Woodbury, N.Y. — D&B Engineers and Architects President Steven Fangmann, P.E. recently accepted the Project of the Year Award from the New York Section of the American Water Works Association (AWWA). The project team received the award for designing and building the first Advanced Oxidation Process (AOP) system for the treatment of the emerging contaminant 1,4 -dioxane in drinking water in New York State. The team worked together to design the mechanical process piping and structural concrete supports for the UV-hydrogen peroxide AOP system. The full-scale Trojan UV system was designed and implemented to provide treatment for 1,4-dioxane in a 1,200 gpm production well.

Exposure to 1,4-dioxane which is used as a solvent and in other commercial applications, can cause damage to the central nervous system, liver and kidneys, and is a recognized carcinogen.

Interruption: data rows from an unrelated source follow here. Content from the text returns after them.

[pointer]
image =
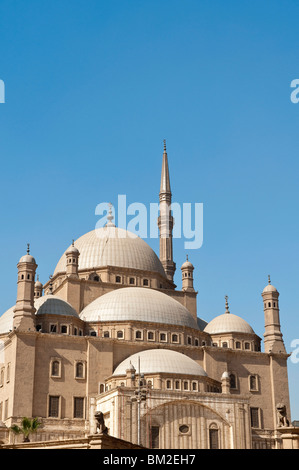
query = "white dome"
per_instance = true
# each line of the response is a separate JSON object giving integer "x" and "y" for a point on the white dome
{"x": 228, "y": 323}
{"x": 112, "y": 246}
{"x": 50, "y": 304}
{"x": 161, "y": 361}
{"x": 138, "y": 304}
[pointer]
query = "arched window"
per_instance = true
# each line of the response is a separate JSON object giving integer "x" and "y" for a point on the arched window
{"x": 213, "y": 438}
{"x": 233, "y": 381}
{"x": 138, "y": 334}
{"x": 79, "y": 370}
{"x": 252, "y": 382}
{"x": 55, "y": 369}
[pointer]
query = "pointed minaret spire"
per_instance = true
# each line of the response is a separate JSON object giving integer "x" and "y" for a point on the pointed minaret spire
{"x": 165, "y": 180}
{"x": 165, "y": 220}
{"x": 226, "y": 305}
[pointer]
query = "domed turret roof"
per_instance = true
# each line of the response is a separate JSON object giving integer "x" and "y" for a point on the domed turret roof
{"x": 161, "y": 361}
{"x": 112, "y": 246}
{"x": 228, "y": 323}
{"x": 138, "y": 304}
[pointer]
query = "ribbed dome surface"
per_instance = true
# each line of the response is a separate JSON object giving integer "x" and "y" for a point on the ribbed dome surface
{"x": 139, "y": 304}
{"x": 228, "y": 323}
{"x": 112, "y": 246}
{"x": 161, "y": 361}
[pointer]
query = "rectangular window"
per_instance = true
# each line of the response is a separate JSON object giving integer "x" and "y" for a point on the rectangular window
{"x": 154, "y": 437}
{"x": 254, "y": 417}
{"x": 54, "y": 407}
{"x": 78, "y": 407}
{"x": 5, "y": 410}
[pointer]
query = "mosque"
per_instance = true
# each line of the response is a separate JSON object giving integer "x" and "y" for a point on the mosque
{"x": 111, "y": 333}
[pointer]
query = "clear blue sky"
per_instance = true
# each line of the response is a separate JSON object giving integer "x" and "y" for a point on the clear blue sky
{"x": 92, "y": 89}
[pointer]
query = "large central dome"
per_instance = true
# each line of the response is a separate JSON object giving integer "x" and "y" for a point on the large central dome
{"x": 113, "y": 246}
{"x": 138, "y": 304}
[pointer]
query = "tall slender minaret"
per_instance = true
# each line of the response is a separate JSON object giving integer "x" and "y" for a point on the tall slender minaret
{"x": 165, "y": 220}
{"x": 273, "y": 341}
{"x": 24, "y": 318}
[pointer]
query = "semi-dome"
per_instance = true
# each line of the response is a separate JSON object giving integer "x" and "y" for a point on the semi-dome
{"x": 228, "y": 323}
{"x": 50, "y": 304}
{"x": 138, "y": 304}
{"x": 113, "y": 246}
{"x": 154, "y": 361}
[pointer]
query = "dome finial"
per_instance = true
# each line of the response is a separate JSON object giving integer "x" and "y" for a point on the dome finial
{"x": 226, "y": 305}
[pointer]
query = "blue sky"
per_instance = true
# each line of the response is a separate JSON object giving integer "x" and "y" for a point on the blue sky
{"x": 93, "y": 88}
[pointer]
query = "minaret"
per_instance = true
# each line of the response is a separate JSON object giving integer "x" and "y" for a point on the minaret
{"x": 72, "y": 261}
{"x": 165, "y": 220}
{"x": 187, "y": 276}
{"x": 272, "y": 337}
{"x": 24, "y": 312}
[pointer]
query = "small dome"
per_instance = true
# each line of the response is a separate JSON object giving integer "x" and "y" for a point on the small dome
{"x": 161, "y": 361}
{"x": 112, "y": 246}
{"x": 228, "y": 323}
{"x": 138, "y": 304}
{"x": 53, "y": 305}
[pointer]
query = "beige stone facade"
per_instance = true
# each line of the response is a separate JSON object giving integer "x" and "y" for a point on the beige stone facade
{"x": 111, "y": 332}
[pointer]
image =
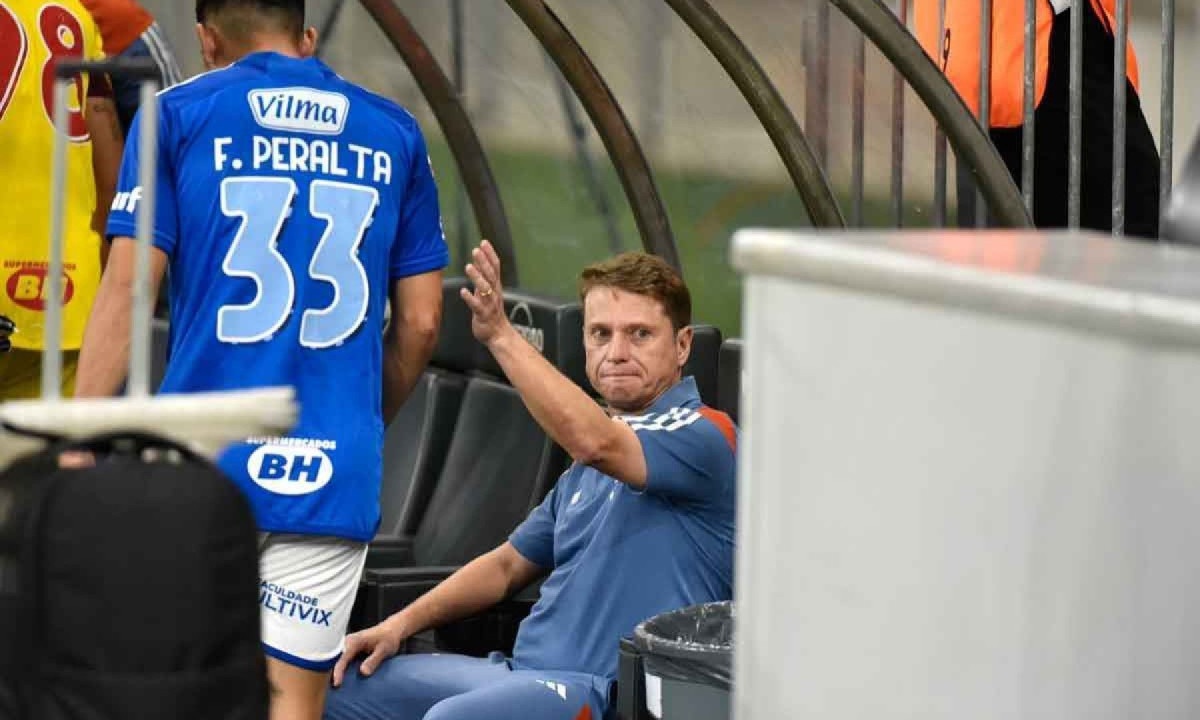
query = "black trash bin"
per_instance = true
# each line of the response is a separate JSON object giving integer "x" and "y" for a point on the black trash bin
{"x": 689, "y": 661}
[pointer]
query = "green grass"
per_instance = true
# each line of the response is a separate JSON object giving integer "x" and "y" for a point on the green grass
{"x": 557, "y": 228}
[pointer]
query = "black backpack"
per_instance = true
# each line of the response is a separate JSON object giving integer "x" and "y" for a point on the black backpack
{"x": 127, "y": 589}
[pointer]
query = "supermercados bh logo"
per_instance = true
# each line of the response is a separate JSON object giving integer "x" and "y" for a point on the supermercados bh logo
{"x": 291, "y": 466}
{"x": 522, "y": 321}
{"x": 300, "y": 109}
{"x": 25, "y": 282}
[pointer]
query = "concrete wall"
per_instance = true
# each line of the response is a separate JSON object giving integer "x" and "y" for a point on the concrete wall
{"x": 683, "y": 106}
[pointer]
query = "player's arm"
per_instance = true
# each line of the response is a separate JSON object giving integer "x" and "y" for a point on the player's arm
{"x": 107, "y": 144}
{"x": 105, "y": 357}
{"x": 412, "y": 335}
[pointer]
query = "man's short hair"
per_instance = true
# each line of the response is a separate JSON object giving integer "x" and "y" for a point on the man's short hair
{"x": 643, "y": 275}
{"x": 246, "y": 17}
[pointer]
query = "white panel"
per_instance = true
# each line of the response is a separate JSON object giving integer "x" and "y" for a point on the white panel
{"x": 953, "y": 511}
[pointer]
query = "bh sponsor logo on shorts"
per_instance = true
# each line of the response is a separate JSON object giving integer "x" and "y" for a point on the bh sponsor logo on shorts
{"x": 300, "y": 109}
{"x": 303, "y": 609}
{"x": 291, "y": 466}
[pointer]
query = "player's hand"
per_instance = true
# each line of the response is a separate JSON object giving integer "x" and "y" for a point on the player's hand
{"x": 6, "y": 329}
{"x": 486, "y": 303}
{"x": 377, "y": 643}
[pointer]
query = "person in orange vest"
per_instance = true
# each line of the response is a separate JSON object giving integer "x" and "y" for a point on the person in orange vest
{"x": 957, "y": 52}
{"x": 129, "y": 30}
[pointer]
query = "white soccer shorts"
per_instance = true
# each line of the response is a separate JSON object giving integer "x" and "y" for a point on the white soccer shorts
{"x": 306, "y": 588}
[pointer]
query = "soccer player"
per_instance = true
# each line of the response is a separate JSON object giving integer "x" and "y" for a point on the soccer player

“The problem of 1,4-dioxane contamination of drinking water is growing across the nation,” commented Fangmann. “At D&B we are dedicated to working with our public-sector clients and committed to ensuring that all of our public projects achieve the goal of protecting the public. This Project of the Year Award is a perfect example of how we work collaborative with government and private sector partners to improve and ensure the future quality of drinking water in Suffolk County and New York State.”

Fangmann further noted that this shared award was achieved through a collaborative team approach where professionals from the Suffolk County Water Authority Phillip Ross Industries and Trojan UV all played instrumental roles.

“The project’s manager, Joe Roccaro of the Suffolk County Water Authority, deserves special recognition for his leadership and determination that kept this project moving forward, and also for spearheading the permitting coordination,” Fangmann said.

As the first AOP system to be reviewed and approved in NYS, the regulatory framework for compliance needed to be developed. This effort included creating operating procedures, developing process control parameters and establishing sampling requirements. Under Mr. Roccaro’s leadership, the team worked closely with both the New York State and Suffolk County Departments of Health to address all issues which lead to the final full-scale design approval of the entire UV- H2O2 AOP system.